The Amazing Girl website began as a result of my book, Becoming an Amazing Girl. Originally, the website was becominganamazinggirl.org, but it later changed to amazing-girl.org. I thought the other name was a bit too long. And I was planning to write more books, so I shouldn’t limit the title of my website to just one book. So in the book I talk about my life, my personal life and share details about some of the tough experiences I have gone through. And how I tried to get out of them.

In a very candid manner I talk about my emotions and what happened when I followed them. The good, and the bad. I skip a bit of the ugly….but that could come later. Here. In the next edition of the book, due to some requests. A girl’s search for a father

So what am I talking about? I’m talking about a girl’s search for a father. A father figure. A dad. Someone to be there. The journey of looking for one, the hopes, the disappointments, the challenges….and the final resolution. Or is it final?

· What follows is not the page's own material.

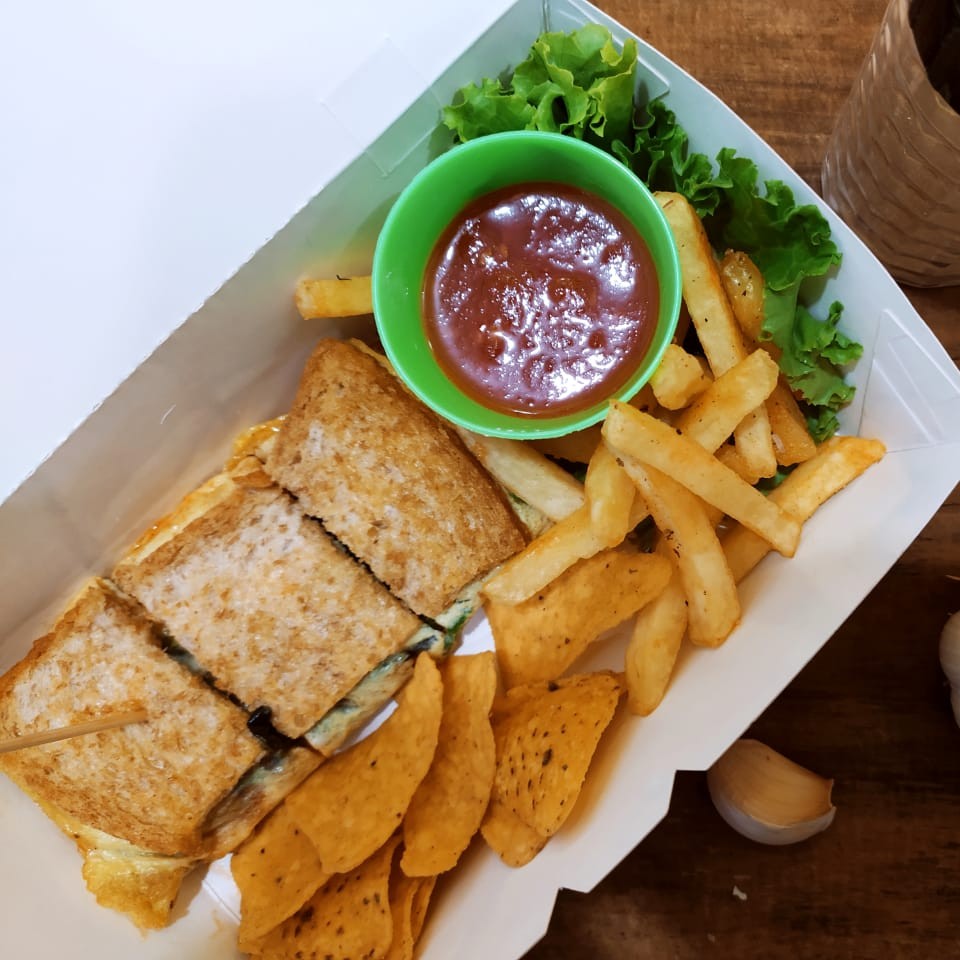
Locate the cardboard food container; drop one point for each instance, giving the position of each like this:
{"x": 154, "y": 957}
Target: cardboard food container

I began my search for a dad when I was a teenager. That’s after my dad passed on. That’s a story for another day. I figured that if I did share this in my book, I might as well share it here. And talk with you. And perhaps it will lead to helping another girl find her place, her assurance, her confidence, her worth, her esteem. No editing – I’m telling it like it is

Raw and real as it comes, I just write away, with only typo-edits. I’m letting it flow. I’m not going to “arrange” it in a perfect manner. Because it’s not perfect. And because it’s still growing. It’s still happening. And these hurts don’t come in cute little boxes like the TV programs make us think. The hurts are raw, and messy and ugly. I’ll invite you into my life, I’ll share with you what I feel, what I felt, what’s going on. You might be a girl going through the same, you might know of one who needs a girlfriend along this way. I’ll be that girlfriend. I’ll be with you. Let’s talk, let’s share. I will. Tell dads about girls, and tell girls about dads

And why will I? Because I have looked for someone to share this, to tell others about it. To tell dads about girls. To tell girls about dads. And though there are many a good forums, organizations that are doing something close this…I haven’t found one that discusses what I really feel I need to share. What I feel needs to be talked about. How I feel it needs to be talked about. Real and raw and messy. I feel that there are some girls out there like me, who were, or still are in search of a dad. Who don’t know how to express it, or who to express it to. Or fear that if they tell, they’ll be more than grossly disappointed. Connecting dads and daughters?

I wish I could create something that connects dads and daughters. I know there are some good dads out there who’d like to adopt some daughters. And I know that there are some girls out there, who’d like to “adopt” a dad…or be “adopted” by one. Perhaps not the usual legal way. But another way. A covering way. I “knowing someone cares” kind of a way. God is good, and He’s a great father. But I’ll tell you what, a physical one is a precious gift. Any day.

So I don’t know what this will breed. A dad-daughter connection site? A place for girls to vent? To let out their hurts, to share their hearts? I don’t know. But I know what I will do. I will share. For I feel that this is my void to fill. Missing dads being missed

And what kind of a dad search are we talking about here? Some dads are dead. Physically. Some are dead other ways – emotionally distant, spiritually on different lanes, not mentoring their girls, divorced, separated, living abroad or far away from their families, disinterested, alcoholics, authoritarians, career chasers with no time for family, too concerned about their ego and not wanting to be associated with the feminine world…..the list is endless! But these dads are missing, and they are being missed. By their daughters. And sons too, I believe.

So these girls could be in search of a dad ‘cause theirs is totally not there. Or he’s not there in a way that is significant to her. I’ll tell you what I did, how I felt. What I went through. And what’s happening now. ‘Cause like I said, it’s not neatly tied in a cute little bow written “Eternal Solution to the Dad Search.” I still have my joys, and my lows. And I’ll share them with you. And I’ll be willing to listen to yours. It’s time to get raw and real, tell it like it is, and….fill this void that is mine to fill.